Yeah. Check constraints are only well-defined to the extent that they
constrain the contents of the current row independent of anything else.
It's hard to conceive of a use-case for a subquery that wouldn't violate
that in some fashion.

I can certainly conceive of cases in which you want to constrain the
contents of one table in terms of another's contents, sort of like foreign
keys, but let's suppose that the particular invariant you have in mind
isn't expressible as a foreign key. But you can write a CHECK subquery
that captures what you want. Now what? There's a *lot* of complicated
infrastructure needed to implement foreign keys, because they constrain
both tables not just one. How would you invert a CHECK subquery to figure
out what changes are allowed in the referenced table?
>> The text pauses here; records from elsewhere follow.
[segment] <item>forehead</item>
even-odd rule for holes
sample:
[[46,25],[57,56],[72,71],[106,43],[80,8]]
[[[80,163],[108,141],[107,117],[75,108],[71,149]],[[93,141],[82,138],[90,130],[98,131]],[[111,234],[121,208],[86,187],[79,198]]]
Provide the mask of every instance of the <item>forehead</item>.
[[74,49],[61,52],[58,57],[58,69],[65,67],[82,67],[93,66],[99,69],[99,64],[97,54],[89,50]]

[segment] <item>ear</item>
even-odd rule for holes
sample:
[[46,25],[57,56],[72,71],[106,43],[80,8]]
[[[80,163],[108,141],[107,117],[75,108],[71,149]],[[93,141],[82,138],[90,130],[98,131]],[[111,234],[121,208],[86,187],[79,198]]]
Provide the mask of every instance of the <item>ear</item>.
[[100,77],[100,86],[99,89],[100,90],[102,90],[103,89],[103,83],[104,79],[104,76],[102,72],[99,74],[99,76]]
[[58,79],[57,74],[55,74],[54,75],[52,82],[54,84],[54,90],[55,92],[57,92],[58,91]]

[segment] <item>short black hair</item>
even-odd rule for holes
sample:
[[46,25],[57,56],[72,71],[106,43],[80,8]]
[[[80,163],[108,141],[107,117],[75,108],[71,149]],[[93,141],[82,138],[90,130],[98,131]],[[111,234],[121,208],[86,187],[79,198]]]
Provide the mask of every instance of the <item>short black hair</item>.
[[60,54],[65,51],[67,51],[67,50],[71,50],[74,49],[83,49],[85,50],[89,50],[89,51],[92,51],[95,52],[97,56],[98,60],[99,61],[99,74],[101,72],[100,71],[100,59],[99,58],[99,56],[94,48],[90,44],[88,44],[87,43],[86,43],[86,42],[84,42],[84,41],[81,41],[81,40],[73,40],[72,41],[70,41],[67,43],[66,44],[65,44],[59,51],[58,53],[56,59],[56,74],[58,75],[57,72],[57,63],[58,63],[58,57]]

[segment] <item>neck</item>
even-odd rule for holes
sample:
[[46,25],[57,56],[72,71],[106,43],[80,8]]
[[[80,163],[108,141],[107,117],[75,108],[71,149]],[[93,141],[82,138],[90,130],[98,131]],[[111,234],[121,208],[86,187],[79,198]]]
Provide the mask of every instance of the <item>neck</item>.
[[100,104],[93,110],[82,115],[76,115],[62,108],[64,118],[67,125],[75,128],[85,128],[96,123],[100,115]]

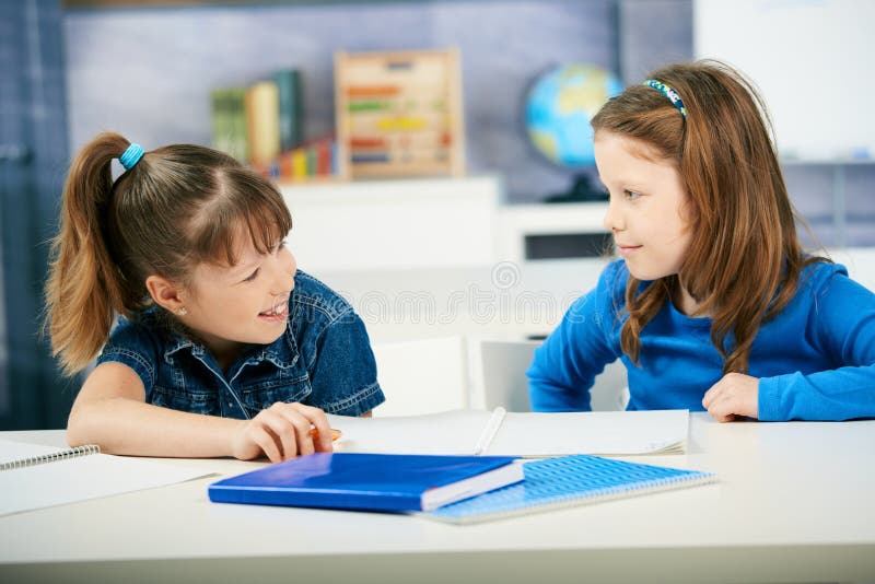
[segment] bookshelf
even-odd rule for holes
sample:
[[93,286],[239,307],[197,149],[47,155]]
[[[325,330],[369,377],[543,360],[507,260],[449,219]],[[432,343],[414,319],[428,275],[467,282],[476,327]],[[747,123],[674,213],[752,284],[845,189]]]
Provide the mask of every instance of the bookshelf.
[[339,174],[465,173],[457,49],[337,52],[335,93]]

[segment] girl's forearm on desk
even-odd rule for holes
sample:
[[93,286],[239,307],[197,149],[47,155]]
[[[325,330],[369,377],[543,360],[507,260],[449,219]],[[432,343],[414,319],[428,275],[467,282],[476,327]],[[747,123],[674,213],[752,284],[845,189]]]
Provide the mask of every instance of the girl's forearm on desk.
[[232,435],[244,423],[245,420],[107,397],[74,406],[67,441],[71,446],[97,444],[107,454],[179,458],[232,456]]

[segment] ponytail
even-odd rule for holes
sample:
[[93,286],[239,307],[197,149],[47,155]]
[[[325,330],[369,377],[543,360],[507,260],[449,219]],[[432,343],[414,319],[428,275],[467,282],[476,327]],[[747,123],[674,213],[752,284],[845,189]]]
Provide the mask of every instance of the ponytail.
[[45,323],[67,374],[94,359],[117,314],[154,305],[150,275],[188,287],[199,264],[236,264],[241,233],[266,254],[292,227],[270,180],[209,148],[171,144],[124,160],[129,170],[114,183],[112,161],[129,145],[117,133],[97,136],[63,187]]
[[126,313],[105,220],[113,194],[110,163],[128,145],[117,133],[97,136],[75,157],[63,186],[60,232],[51,242],[46,282],[46,325],[52,353],[68,375],[88,365],[106,342],[116,313]]

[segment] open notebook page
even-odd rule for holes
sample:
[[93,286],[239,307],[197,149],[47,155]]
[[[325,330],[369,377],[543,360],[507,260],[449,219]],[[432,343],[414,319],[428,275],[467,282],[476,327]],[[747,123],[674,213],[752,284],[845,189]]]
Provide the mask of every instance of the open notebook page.
[[684,452],[687,410],[509,413],[454,410],[422,416],[328,416],[343,432],[337,452],[561,456]]
[[687,410],[508,412],[482,454],[535,457],[682,453],[688,432]]
[[483,431],[492,412],[452,410],[422,416],[349,418],[328,416],[343,434],[335,452],[376,454],[480,454]]
[[[0,440],[0,463],[63,451]],[[173,484],[209,475],[149,458],[85,454],[0,470],[0,515]]]

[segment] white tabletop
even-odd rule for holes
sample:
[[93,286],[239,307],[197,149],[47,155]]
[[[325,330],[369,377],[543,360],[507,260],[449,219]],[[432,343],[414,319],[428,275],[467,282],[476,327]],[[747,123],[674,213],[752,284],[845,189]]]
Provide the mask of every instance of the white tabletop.
[[[0,437],[62,445],[60,431]],[[875,421],[720,424],[635,462],[716,484],[469,526],[417,516],[210,503],[260,466],[0,517],[5,582],[875,581]],[[158,561],[161,560],[161,561]]]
Maybe you're willing to accept the special case in which you don't intend
ever to change the referenced table, or are willing to take responsibility
for not changing it in a way that violates the CHECK constraint for any
existing row in the referencing table. So fine; all the system is
supposed to do is check the constraint on every insert/update in the
referencing table. I think the implementation issues would be

(1) there's no support for doing any planning of subqueries in standalone
expressions. This is probably just a small matter of programming, but
still a hurdle to be jumped.

(2) how would pg_dump deal with check constraints like these? At minimum
it'd have to understand, or guess at, the dump ordering restrictions
needed to allow data to be reloaded with such a constraint.

I'm not sure this is much easier to solve than the general case of
SQL assertions (which we have not got either).